The classify method outputs a probability vector for each prompt. It is primarily designed for classification models. For more information about LLM.embed, see this page.

LLM.embed

The embed method outputs an embedding vector for each prompt. It is primarily designed for embedding models. For more information about LLM.embed, see this page.

LLM.score

The score method outputs similarity scores between sentence pairs. It is primarily designed for score models.

LLM.encode

The encode method is available to all pooling models in vLLM.

Please use one of the more specific methods or set the task directly when using LLM.encode, refer to the table above.

Examples

from vllm import LLM

llm = LLM(model="intfloat/e5-small", runner="pooling")
(output,) = llm.encode("Hello, my name is", pooling_task="embed")

data = output.outputs.data
print(f"Data: {data!r}")

Online Serving

Our online Server provides endpoints that correspond to the offline APIs:

The following introduces the Pooling API. For other APIs, please refer to the link above.

Pooling API

Our Pooling API (/pooling) is similar to LLM.encode, being applicable to all types of pooling models.

The input format is the same as Embeddings API, but the output data can contain an arbitrary nested list, not just a 1-D list of floats.

Please use one of the more specific APIs or set the task directly when using the Pooling API, refer to the table above.

Code example: examples/pooling/pooling/pooling_online.py

Examples

# start a supported embeddings model server with `vllm serve`, e.g.
# vllm serve intfloat/e5-small
import requests

host = "localhost"
port = "8000"
model_name = "intfloat/e5-small"

api_url = f"http://{host}:{port}/pooling"

prompts = [
    "Hello, my name is",
    "The president of the United States is",
    "The capital of France is",
    "The future of AI is",
]
prompt = {"model": model_name, "input": prompts, "task": "embed"}

response = requests.post(api_url, json=prompt)

for output in response.json()["data"]:
    data = output["data"]
    print(f"Data: {data!r} (size={len(data)})")

Configuration

In vLLM, pooling models implement the VllmModelForPooling interface. These models use a Pooler to extract the final hidden states of the input before returning them.

Model Runner

Run a model in pooling mode via the option --runner pooling.

Tip

There is no need to set this option in the vast majority of cases as vLLM can automatically detect the appropriate model runner via --runner auto.

Model Conversion

vLLM can adapt models for various pooling tasks via the option --convert <type>.

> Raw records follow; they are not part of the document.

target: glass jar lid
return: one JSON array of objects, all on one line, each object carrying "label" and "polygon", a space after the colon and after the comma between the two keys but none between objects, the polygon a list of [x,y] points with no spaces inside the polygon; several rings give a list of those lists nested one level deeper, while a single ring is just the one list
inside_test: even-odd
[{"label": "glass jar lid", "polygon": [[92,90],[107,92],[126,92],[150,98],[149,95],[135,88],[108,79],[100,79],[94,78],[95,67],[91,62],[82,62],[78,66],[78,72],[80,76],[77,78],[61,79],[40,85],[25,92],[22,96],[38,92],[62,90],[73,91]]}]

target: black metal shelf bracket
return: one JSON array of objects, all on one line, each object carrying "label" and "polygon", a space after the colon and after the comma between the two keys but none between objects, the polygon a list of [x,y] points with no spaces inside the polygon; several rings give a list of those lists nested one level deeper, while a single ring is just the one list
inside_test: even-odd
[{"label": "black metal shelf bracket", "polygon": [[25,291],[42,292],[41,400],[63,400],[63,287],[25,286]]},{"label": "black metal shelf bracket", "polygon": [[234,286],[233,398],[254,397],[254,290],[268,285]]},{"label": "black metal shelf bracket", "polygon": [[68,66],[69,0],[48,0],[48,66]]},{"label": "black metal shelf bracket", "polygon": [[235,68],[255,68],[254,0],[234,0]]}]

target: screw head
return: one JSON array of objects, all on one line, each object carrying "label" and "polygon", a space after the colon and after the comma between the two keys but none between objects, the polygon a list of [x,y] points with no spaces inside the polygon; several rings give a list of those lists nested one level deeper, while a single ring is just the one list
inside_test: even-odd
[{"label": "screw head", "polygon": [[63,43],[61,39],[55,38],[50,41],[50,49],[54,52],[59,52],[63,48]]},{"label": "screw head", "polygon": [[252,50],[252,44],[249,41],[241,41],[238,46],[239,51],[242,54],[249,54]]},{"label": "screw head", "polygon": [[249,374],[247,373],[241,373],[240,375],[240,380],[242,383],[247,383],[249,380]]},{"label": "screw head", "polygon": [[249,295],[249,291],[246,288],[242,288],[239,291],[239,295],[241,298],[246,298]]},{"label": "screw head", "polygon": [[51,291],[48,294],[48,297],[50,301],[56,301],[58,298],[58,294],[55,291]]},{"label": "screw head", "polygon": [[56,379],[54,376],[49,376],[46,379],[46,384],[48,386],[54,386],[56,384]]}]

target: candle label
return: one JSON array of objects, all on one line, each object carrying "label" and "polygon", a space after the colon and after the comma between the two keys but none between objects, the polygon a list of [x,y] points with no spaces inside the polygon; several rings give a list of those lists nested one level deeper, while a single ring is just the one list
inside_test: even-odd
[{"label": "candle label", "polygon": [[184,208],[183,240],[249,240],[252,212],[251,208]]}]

If --runner pooling has been set (manually or automatically) but the model does not implement the VllmModelForPooling interface, vLLM will attempt to automatically convert the model according to the architecture names shown in the table below.

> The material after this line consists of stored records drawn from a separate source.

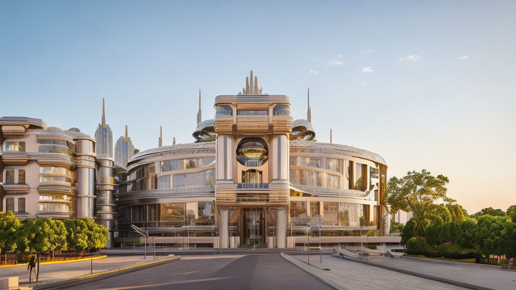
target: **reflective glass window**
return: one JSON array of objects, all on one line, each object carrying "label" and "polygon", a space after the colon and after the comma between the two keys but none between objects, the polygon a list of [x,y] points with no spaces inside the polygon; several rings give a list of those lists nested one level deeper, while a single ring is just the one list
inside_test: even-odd
[{"label": "reflective glass window", "polygon": [[184,202],[168,202],[161,204],[162,220],[166,221],[184,221],[185,219]]},{"label": "reflective glass window", "polygon": [[25,198],[18,198],[18,212],[24,213],[25,212]]},{"label": "reflective glass window", "polygon": [[23,141],[7,141],[5,151],[25,152],[25,142]]},{"label": "reflective glass window", "polygon": [[6,169],[5,170],[5,184],[14,184],[14,170]]},{"label": "reflective glass window", "polygon": [[237,110],[236,116],[269,116],[269,110]]},{"label": "reflective glass window", "polygon": [[25,171],[23,169],[18,170],[18,184],[23,184],[25,183]]},{"label": "reflective glass window", "polygon": [[273,116],[290,116],[290,107],[288,105],[280,104],[274,106]]},{"label": "reflective glass window", "polygon": [[229,105],[217,105],[215,106],[215,116],[231,116],[233,108]]},{"label": "reflective glass window", "polygon": [[5,199],[6,201],[6,206],[5,211],[8,212],[9,211],[14,212],[14,198],[13,197],[8,197]]}]

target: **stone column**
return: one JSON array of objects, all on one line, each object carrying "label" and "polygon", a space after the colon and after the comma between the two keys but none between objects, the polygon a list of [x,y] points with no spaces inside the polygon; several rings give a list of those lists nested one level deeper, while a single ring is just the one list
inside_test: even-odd
[{"label": "stone column", "polygon": [[286,248],[287,211],[284,207],[276,210],[276,247]]},{"label": "stone column", "polygon": [[229,247],[229,209],[219,207],[219,247]]}]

Architecture --convert Supported pooling tasks
*ForTextEncoding, *EmbeddingModel, *Model embed token_embed, embed
*ForRewardModeling, *RewardModel embed token_embed, embed
*For*Classification, *ClassificationModel classify token_classify, classify, score

Tip

You can explicitly set --convert <type> to specify how to convert the model.

Pooler Configuration

Predefined models

If the Pooler defined by the model accepts pooler_config, you can override some of its attributes via the --pooler-config option.

Converted models

If the model has been converted via --convert (see above), the pooler assigned to each task has the following attributes by default:

Task Pooling Type Normalization Softmax
embed LAST ✅︎
classify LAST ✅︎

When loading Sentence Transformers models, its Sentence Transformers configuration file (modules.json) takes priority over the model's defaults.

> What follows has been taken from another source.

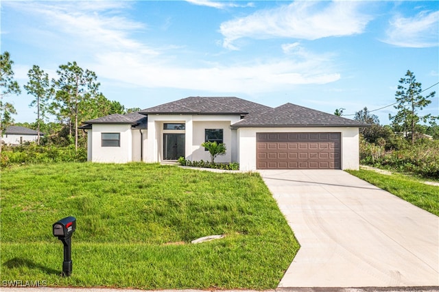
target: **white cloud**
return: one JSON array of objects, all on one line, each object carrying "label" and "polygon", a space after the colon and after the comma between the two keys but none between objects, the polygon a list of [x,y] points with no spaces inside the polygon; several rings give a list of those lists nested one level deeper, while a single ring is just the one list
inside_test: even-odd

You can further customize this via the --pooler-config option, which takes priority over both the model's and Sentence Transformers' defaults.

Removed Features

Encode task

We have split the encode task into two more specific token-wise tasks: token_embed and token_classify:

  • token_embed is the same as embed, using normalization as the activation.
  • token_classify is the same as classify, by default using softmax as the activation.

Pooling models now default support all pooling, you can use it without any settings.

  • Extracting hidden states prefers using token_embed task.
  • Named Entity Recognition (NER) and reward models prefers using token_classify task.